Ora, a própria referência a São Luís como “a cidade do Maranhão” é a representação da “ideologia da singularidade ludovicense” construída no século 19, mas que ainda hoje confunde a mente de muita gente e contribui para manter a cidade de São Luís diferenciada e distanciada das outras regiões do estado e do Brasil. E quando diz “uma história de 400 anos” – embora admita outras “conclusões possíveis” – o IHGM já deixa claro o partido que defende.

Conclui-se finalmente que a “fundação de São Luís” como fato histórico está fora de questão, a contenda é outra. “O que importa é o que se diz”, ou seja, o problema é o enunciado, o discurso. Um discurso de caráter mitológico. Entretanto, embora se encontre desamparado no âmbito da mitologia tradicional, como mito moderno se apresenta associado a uma ideologia (singularidade) local.

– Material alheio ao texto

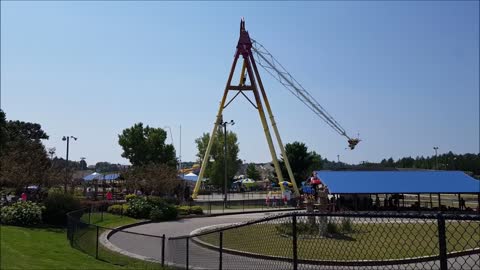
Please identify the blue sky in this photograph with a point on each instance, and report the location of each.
(402, 74)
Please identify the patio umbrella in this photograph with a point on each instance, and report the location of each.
(286, 183)
(248, 182)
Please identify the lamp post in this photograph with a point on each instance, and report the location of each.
(224, 124)
(436, 157)
(67, 138)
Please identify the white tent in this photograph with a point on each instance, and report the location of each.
(190, 177)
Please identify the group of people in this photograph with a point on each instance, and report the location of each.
(311, 186)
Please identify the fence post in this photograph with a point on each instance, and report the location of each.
(96, 249)
(186, 266)
(442, 243)
(220, 267)
(163, 250)
(294, 241)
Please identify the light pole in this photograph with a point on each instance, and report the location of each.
(436, 157)
(67, 138)
(224, 124)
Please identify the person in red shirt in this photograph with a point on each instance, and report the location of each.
(109, 196)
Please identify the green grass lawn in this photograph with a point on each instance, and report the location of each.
(49, 248)
(43, 248)
(367, 242)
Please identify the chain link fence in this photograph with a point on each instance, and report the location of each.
(334, 241)
(87, 235)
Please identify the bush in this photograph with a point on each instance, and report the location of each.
(157, 214)
(57, 205)
(23, 213)
(332, 228)
(183, 210)
(197, 210)
(170, 212)
(138, 207)
(156, 201)
(346, 226)
(118, 209)
(129, 197)
(152, 207)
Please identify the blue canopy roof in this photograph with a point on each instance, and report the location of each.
(189, 177)
(112, 176)
(399, 182)
(99, 176)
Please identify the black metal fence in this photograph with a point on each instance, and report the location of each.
(85, 233)
(334, 241)
(241, 206)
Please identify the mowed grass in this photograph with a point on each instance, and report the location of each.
(43, 248)
(49, 248)
(369, 241)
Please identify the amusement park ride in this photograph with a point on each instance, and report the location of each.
(246, 48)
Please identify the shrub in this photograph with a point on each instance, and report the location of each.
(118, 209)
(183, 210)
(197, 210)
(57, 205)
(346, 225)
(138, 208)
(129, 197)
(157, 214)
(156, 201)
(23, 213)
(170, 212)
(332, 228)
(189, 210)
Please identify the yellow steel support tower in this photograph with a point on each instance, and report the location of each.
(249, 69)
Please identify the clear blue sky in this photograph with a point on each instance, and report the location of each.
(404, 74)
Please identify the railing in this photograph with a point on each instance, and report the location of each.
(334, 241)
(243, 206)
(85, 233)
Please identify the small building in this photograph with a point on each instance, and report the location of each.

E, pressupondo que nesta combinação não há neutralidade e cada um desempenha suas funções interferindo em vários aspectos importantes da realidade humana, conclui-se que seguir tal enunciado é uma escolha política. E assim, para além do salutar aspecto teórico, adotar a missa como mito de fundação ou adotar o mito moderno como versão histórica é uma escolha que não se deve reduzir ao refinamento cultural de alguns “iluminados” que contemplam o mundo com a pura luz da razão. Quanto à ideologia da singularidade ludovicense, que pelo viés da cultura procura justificar o “isolamento” de São Luís, é outro problema.
São Luís, MA. Fevereiro de 2012.

Notas

(1) Graduando do curso de Filosofia / Universidade Federal do Maranhão.
(2) São Luizense ou ludovicense é adjetivo gentílico de quem nasce ou está radicado em São Luís. Vem do latim Ludovico, relativo ao nome próprio Luís. In Borralho, José Henrique de Paula. Uma Atenas Equinocial: a literatura e a fundação de um Maranhão no Império brasileiro. São Luís: Edfunc, 2010.
(3) “O Enunciado Ludovicense – outro olhar sobre a fundação de São Luís”, apresentado por este autor no Instituto Histórico Geográfico do Maranhão (IHGM) em julho de 2011.
(4) Professora aposentada da Universidade Federal do MA. (UFMA) e da Universidade Estadual do MA. (UEMA). Graduada em Direito e História, publicou os livros Educação na Baixada Maranhense 1828-1889 (1982); A Fundação Francesa de São Luís e seus mitos (2001); A Campanha da Produção 1948-1958 (2004) e Jerônimo de Albuquerque: guerra e fundação no Brasil colonial (2006).
(5) Ver artigo “Os estilhaços”: debate intelectual sobre a fundação francesa de São Luís do Maranhão, de Jhonatan Uelson Pereira Sousa. Disponível em www.outrostempos.uema.br/Volume04/vol04art08.pdf. Acesso em 14/jul/2011.